Edible Oils are in 3 forms on the basis of processing viz. Crude Oil, Refined Oil and Vanaspati. The uninitiated, based on the terms used, will perceive

  • Crude oil is natural and not yet fit for consumption
  • Refined oil is improved and made perfect for consumption
  • Vanaspati, in Sanskrit means ‘lord of forest’, should be very healthy

This is where consumers are misguided by the names and their literal meanings. The fact though is

  • Crude Oil that is just filtered after extracting oil from the oil seed is the healthiest. Unrefined oils still have healthy bioactive components, Vitamin E, flavour and aroma.
  • Refined Oil is highly processed with the use of chemicals and heat to just retain the oil. Even oils extracted from lower quality oil seed can be refined. So, refined oil though pure is not as healthy as corresponding crude/unrefined oil.
  • Vanaspati is formed by partial hydrogenation of refined vegetable oil is extremely harmful. They have Trans fats which are formed as a by product of hydrogenation.

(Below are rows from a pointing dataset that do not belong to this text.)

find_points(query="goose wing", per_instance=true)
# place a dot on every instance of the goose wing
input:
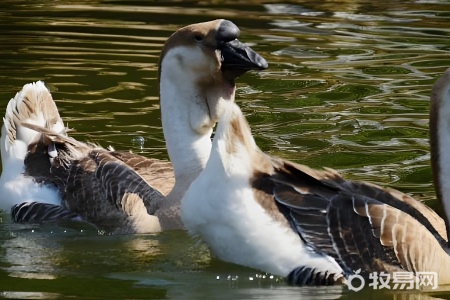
(95, 184)
(362, 226)
(157, 173)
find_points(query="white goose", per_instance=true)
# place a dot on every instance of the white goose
(314, 226)
(49, 176)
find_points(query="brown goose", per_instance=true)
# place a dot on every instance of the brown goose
(49, 176)
(314, 226)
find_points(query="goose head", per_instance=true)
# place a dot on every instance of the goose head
(202, 60)
(198, 67)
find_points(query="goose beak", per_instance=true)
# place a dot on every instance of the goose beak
(239, 58)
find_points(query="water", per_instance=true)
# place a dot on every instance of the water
(348, 87)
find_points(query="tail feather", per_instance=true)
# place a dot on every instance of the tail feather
(34, 105)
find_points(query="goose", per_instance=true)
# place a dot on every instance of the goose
(49, 176)
(313, 226)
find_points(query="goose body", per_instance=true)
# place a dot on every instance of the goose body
(342, 227)
(49, 176)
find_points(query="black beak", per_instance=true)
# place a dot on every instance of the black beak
(238, 58)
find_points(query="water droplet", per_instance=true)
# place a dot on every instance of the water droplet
(138, 142)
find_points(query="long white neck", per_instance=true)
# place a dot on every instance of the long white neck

In India, of the total 13 million tons of edible oil consumed, 10% is in the form of Vanaspati and 45% each in refined and unrefined form. Doctors and Health Departments warn consumers against intake of saturated fats, but the real culprit for all the heart problems and obesity are trans fats. Chemical analysis of trans fats gives a logical reason why trans-fats are harmful.

Chemistry of Fats
Fatty acids are characterized as either saturated or unsaturated based on the presence of double bonds in its structure. If the molecule contains no double bonds, it is said to be saturated; otherwise, it is unsaturated to some degree. A saturated fat has no double bonds, has the maximum number of hydrogens bonded to the carbons, and therefore is “saturated” with hydrogen atoms. The more double bonds in the fatty acid the more vulnerable it is to rancidity, as free radicals attack double bonds.

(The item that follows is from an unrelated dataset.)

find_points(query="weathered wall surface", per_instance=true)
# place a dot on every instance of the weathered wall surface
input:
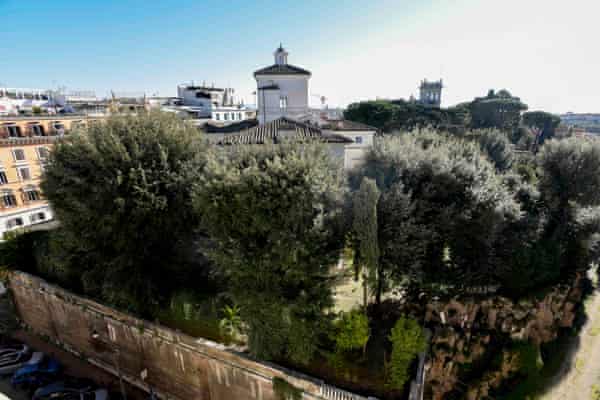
(468, 330)
(178, 366)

In most naturally occurring unsaturated fatty acids (and all saturated fatty acids), the hydrogen atoms are on the same side of the double bonds of the carbon chain (cis configuration — from the Latin, meaning “on the same side”). However, partial hydrogenation reconfigures most of the double bonds that do not become chemically saturated, twisting them so that the hydrogen atoms end up on different sides of the chain. This type of configuration is called trans, from the Latin, meaning “across.” The trans conformation is the lower energy form, and is favored when catalytically equilibriated as a side reaction in hydrogenation.

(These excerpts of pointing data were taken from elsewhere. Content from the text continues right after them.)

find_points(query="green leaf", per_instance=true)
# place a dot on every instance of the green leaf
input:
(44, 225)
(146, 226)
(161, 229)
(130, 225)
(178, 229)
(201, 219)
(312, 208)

The trans configuration is straighter, while the cis configuration is noticeably kinked. Trans fats have a much higher melting point (45 °C), due to the ability of the trans molecules to pack more tightly, forming a solid that is more difficult to break apart. This notably means that it is a solid at human body temperatures (37 °C).

In essence, hydrogenated oil/trans fats are stable making the food products last longer and are solids at body temperature making it harder to digest.

Why Hydrogenate?
Hydrogenated oils are more stable than corresponding natural oils with unsaturated fats. Saturated fats are mostly found in animal sources (Butter, Ghee etc) which are scarce and hence expensive. Oils from vegetable sources are mostly unsaturated, abundant and less expensive. So, partial hydrogenation of less expensive unsaturated fats from vegetable sources is an attractive commercial proposition. They are not only stable and make the fried food product last longer but also adds to the taste. That is why we find widespread use in commercial cooking in Breads, Cookies, Cream Biscuits, Sweets, fried snacks, chocolates and ice creams.

Health Risks
The primary health risk identified for trans fat consumption is an elevated risk of coronary heart disease. The reason is trans fat increases the level of LDL or bad cholesterol and decreases HDL or good cholesterol. Other ill-effects are Alzheimer’s disease, Cancer, Diabetes, Obesity, Liver dysfunction and infertility in women.

Prevention of Food Adulteration Act specifies that the melting point of Vanaspati be strictly less than 41 °C. That means manufactures must ensure that hydrogenation is stopped before melting point reaches that point. Also, the labels in packed food products must show the amount of trans fats in the food sample. ITC, Britannia and the likes who are branded manufacturers of such food products clearly mention that Trans fats are bad for health just like Cigarette packs mention ‘Smoking is injurious to health’.

It is highly advised that consumers avoid all commercially prepared foods (Bakeries, Hotels and Packed foods) to the extent possible. One should also carefully read the labels for its ingredients and nutrition values. Food items containing Edible Vegetable Fat or having Trans fats value more than 2% should be avoided.